14 février 2019
Carte blanche
Le mal de l’un…
Par: Pierre Bornais

Ne guérit pas le mal de l’autre. Cette maxime populaire est la première pensée qui m’a effleuré l’esprit en prenant connaissance du projet de la CAQ concernant l’immigration au Québec. Il s’agit bien sûr d’un dossier délicat qui hante notre vie politique depuis des décennies sans que de véritables solutions soient mises de l’avant par les autorités responsables.

Dès le départ, on mettrait en péril la situation de milliers de personnes ayant complété le document pour être éligibles à leur établissement au Canada (et au Québec). D’autant plus que des milliers sont sur place, avec la famille très souvent, et qu’ils occupent des emplois qui les amènent à payer taxes et impôts chez nous.

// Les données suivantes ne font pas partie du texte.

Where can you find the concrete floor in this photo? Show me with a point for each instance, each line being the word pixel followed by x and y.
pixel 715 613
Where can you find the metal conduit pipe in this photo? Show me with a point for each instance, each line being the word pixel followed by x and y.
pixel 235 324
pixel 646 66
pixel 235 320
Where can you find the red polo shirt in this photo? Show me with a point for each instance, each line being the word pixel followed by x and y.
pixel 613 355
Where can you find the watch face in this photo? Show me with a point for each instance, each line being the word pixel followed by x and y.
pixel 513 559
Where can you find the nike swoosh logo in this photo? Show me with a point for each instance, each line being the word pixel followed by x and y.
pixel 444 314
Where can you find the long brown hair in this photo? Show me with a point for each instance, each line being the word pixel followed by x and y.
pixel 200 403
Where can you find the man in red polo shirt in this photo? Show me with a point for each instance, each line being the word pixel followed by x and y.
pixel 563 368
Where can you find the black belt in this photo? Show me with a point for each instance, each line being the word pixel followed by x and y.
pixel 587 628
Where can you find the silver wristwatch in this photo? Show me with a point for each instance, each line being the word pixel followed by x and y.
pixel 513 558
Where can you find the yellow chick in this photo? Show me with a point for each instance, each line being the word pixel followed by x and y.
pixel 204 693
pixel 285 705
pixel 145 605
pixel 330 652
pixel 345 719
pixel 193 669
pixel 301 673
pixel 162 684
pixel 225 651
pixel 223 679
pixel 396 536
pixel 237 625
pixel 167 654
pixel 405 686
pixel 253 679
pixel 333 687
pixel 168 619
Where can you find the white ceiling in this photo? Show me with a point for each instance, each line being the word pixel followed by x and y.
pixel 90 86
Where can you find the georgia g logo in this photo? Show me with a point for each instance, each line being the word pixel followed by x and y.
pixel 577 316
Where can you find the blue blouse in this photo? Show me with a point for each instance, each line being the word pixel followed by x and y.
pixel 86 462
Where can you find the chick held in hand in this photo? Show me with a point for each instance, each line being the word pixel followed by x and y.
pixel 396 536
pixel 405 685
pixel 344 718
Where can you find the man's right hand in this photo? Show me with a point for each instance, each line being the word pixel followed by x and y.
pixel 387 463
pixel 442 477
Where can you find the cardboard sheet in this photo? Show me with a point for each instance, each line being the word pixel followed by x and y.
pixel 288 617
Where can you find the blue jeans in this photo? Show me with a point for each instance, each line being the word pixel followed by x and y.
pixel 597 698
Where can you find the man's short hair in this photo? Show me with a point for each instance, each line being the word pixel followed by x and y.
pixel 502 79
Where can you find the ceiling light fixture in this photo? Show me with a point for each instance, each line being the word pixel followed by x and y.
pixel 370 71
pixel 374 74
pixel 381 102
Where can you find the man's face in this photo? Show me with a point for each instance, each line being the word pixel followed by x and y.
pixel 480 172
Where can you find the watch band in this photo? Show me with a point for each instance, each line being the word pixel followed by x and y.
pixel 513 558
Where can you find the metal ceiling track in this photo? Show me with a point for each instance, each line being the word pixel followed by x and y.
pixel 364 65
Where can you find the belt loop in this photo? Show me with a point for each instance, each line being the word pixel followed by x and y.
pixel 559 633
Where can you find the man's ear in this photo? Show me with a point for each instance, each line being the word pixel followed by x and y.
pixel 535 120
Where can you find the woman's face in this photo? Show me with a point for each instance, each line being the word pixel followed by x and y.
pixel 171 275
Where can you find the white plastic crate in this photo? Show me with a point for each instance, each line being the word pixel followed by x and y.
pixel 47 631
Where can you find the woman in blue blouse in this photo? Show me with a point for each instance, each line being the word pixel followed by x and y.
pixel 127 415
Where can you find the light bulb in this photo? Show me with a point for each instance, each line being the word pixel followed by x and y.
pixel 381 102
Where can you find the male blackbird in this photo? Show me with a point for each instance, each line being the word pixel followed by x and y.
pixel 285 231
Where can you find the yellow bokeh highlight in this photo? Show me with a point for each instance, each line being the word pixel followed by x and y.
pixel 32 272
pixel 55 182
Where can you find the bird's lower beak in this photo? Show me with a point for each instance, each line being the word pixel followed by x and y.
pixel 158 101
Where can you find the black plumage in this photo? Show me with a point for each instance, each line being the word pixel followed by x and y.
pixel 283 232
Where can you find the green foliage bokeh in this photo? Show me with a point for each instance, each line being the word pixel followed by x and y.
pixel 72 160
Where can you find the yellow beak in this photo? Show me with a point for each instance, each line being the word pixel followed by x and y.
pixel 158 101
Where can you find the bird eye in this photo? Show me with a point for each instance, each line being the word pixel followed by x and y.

Mon réflexe premier a été confirmé quand, face aux nombreuses critiques, le ministre responsable s’est mis à rétropédaler en affirmant que ceci ne voulait pas dire cela etc. Et face aux critiques partisanes, le nouveau gouvernement s’est appliqué à faire porter le chapeau au Parti libéral, l’accusant d’avoir fait traîner les choses en longueur.

C’est pourtant à ceux qui sont en place de gérer maintenant la situation; d’autant plus que le peuple a jugé – très sévèrement – le PLQ lors des élections d’octobre 2018. Et si les cartes n’étaient pas assez mêlées, le premier ministre lui-même en a ajouté une couche, sinon deux, en affirmant que l’immigration devrait mieux servir l’économie. Et qu’en dernière analyse, aucune personne ne sera vraiment expulsée, causant alors un vide encore plus grand dans la recherche de main-d’œuvre compétente et francophone!

Pourquoi alors semer un tel émoi et surtout recourir à une solution aussi radicale que de tout détruire et retourner à la case départ? Et comment espérer que l’incompétence d’hier (réelle ou supposée) ne fait pas partie de l’héritage?